Sometimes, that Internet creation is as simple as a tweet or Facebook post. Like it! Share it! Retweet it! More complex creations, like this blog post, are still easy enough to make and share that there are likely hundreds of new articles you might be asked to read in a week.
If you were to carefully keep up with everything you subscribe to or follow, your mind would never have time to itself. You’d never be able to think your own thoughts. You’d be too busy chewing on the thoughts of other people.
For this reason, I believe constant consumption damages productivity. Designers, architects, artisans, writers, and other creators need time to think through what they are making. Writers need a subject and word flow to clearly communicate. Technology architects need to deeply consider the implications of their designs from multiple angles.
Deep consideration takes contiguous blocks of time. Achieving a flowing state of mind takes uninterrupted time. Thoughts build one on another. The implications of an idea and impact on related ideas need opportunity to find one another. Only when the mind is able to consider a single topic without other topics being constantly introduced can this happen.

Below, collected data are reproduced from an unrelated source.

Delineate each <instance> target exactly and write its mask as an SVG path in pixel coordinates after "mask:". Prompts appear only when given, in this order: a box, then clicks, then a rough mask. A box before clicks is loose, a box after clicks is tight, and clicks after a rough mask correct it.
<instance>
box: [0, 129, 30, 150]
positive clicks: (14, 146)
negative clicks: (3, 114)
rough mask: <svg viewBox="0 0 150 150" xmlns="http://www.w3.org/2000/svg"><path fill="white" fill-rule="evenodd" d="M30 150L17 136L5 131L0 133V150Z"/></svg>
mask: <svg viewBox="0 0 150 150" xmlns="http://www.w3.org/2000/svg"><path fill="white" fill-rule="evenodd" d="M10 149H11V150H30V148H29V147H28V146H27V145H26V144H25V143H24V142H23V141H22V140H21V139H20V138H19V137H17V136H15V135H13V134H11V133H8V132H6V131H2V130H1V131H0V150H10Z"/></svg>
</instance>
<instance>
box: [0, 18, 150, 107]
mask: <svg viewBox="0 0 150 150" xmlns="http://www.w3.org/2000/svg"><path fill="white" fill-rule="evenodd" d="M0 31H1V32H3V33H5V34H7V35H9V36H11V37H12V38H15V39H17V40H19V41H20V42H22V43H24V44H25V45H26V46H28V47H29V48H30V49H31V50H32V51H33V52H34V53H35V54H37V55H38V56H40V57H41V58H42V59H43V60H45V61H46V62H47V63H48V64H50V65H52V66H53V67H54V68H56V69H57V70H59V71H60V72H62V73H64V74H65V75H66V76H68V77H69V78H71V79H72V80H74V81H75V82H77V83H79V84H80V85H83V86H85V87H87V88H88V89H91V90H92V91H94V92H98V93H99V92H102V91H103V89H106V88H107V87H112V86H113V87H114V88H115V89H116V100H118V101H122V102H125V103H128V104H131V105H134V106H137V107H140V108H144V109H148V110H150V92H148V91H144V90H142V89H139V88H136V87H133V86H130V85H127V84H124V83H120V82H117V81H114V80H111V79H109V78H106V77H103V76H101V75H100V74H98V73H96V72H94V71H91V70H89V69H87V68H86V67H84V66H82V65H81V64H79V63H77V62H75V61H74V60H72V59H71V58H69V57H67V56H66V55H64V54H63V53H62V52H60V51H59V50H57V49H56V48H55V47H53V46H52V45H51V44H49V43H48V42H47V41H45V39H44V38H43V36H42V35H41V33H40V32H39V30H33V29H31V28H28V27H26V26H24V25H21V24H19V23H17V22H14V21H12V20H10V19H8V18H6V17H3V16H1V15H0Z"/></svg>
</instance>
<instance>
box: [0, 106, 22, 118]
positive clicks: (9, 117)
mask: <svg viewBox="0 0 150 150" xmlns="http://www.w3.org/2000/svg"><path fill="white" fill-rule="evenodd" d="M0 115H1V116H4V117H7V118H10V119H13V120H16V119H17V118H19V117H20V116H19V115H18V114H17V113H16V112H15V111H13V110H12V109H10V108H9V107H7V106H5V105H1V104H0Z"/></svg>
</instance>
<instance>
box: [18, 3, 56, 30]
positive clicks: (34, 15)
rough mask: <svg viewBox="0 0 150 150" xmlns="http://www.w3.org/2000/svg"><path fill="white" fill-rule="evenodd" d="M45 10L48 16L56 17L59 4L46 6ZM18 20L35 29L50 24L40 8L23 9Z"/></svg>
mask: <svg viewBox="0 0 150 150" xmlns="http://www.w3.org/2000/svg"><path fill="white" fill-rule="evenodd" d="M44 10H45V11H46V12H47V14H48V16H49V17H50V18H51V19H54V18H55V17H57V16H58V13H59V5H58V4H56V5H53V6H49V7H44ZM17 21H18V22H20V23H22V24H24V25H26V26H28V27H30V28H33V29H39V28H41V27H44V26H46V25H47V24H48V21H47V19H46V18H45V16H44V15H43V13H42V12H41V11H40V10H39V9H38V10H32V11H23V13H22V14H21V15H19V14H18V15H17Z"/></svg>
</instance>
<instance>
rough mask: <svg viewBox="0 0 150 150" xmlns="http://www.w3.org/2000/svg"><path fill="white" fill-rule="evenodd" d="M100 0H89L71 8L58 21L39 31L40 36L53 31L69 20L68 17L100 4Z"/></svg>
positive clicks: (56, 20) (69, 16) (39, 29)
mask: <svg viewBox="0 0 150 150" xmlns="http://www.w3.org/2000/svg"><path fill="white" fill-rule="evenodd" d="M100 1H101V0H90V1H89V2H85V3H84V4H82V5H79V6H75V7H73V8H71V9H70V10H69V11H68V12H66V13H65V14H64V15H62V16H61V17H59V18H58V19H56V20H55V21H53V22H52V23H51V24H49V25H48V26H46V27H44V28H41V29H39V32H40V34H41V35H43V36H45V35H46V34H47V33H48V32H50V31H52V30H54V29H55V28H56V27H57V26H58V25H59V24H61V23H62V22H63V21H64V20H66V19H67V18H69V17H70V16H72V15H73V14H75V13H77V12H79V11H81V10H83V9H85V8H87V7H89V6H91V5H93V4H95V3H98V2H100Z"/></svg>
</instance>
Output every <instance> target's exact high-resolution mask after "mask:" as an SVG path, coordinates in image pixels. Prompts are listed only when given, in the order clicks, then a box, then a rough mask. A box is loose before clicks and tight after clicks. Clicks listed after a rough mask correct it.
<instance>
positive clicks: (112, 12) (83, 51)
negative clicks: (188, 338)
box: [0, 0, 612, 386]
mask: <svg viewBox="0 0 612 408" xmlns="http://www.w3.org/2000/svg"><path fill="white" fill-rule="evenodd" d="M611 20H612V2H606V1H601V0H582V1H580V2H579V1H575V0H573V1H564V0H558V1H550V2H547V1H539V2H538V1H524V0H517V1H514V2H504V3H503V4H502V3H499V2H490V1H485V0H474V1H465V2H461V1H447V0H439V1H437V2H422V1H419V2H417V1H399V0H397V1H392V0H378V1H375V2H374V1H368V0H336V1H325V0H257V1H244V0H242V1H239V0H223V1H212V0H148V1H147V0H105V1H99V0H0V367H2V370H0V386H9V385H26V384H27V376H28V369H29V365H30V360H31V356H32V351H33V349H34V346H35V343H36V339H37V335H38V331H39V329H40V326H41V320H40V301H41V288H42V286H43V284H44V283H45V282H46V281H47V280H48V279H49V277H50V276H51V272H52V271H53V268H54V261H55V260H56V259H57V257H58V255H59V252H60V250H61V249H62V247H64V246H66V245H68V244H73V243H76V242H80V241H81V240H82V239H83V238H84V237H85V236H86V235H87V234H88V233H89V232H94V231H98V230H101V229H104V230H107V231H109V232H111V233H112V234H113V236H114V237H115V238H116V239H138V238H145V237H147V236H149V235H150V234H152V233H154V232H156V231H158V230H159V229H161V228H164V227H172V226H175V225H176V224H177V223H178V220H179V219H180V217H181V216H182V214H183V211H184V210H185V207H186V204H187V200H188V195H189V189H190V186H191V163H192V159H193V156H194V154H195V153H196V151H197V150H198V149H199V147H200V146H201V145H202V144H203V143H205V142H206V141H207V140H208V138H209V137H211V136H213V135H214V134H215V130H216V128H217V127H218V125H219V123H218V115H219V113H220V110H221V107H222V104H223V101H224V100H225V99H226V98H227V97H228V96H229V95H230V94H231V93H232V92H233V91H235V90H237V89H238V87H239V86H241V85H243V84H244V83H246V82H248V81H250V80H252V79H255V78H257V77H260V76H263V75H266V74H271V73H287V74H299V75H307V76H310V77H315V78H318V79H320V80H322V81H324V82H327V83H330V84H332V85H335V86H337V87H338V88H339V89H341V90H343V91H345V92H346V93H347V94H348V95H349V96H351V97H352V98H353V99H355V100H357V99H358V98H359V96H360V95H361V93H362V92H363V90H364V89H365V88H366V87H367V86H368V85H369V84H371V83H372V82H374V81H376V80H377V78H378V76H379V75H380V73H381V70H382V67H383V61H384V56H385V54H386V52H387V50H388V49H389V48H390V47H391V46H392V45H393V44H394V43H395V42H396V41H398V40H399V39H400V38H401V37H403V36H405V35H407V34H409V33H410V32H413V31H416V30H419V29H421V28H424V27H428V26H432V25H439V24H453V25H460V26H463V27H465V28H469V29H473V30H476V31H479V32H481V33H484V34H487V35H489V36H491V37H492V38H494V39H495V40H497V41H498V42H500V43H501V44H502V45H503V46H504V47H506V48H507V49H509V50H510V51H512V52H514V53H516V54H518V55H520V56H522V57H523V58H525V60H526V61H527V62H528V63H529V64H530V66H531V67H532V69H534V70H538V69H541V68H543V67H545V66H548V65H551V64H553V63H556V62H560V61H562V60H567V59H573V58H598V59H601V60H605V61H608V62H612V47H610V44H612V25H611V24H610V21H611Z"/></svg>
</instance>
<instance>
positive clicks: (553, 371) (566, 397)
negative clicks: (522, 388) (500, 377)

I have been contemplating this as I consider the inputs in my normal routine. At the moment, I’m not allowing myself enough mental space, and my productivity has struggled. This weighs on me as my company is in the process of creating a platform meant for the sole purpose of delivering deep technology content.
A Broken Mirror
How I can create such content if my mind is usually in a broken mirror state, challenged by outside thoughts and ideas all of the time?
I listen to one or more podcasts daily. Most of the podcasts I listen to are heavy, requiring focus. I take in some amount of social media. I am a member of 17 Slack groups that I am aware of. I do not keep up with most of them, but Slack is an input I contend with. I am an avid reader, lately reading at least 3 hours a day. I also have meetings, phone calls, my inbox, etc. that are inputs I need to process.
If I prioritize inputs, I do not have any space left to think my own thoughts. And yet, I need space. I need silence. And I need that space and silence in large enough blocks of time that I can create effectively. That I can be productive.
In short, I need to spend less time taking in what everyone else is making. On days when I leave space to ponder my own projects, they progress. On days when I fill my brain with constant inputs, I do not.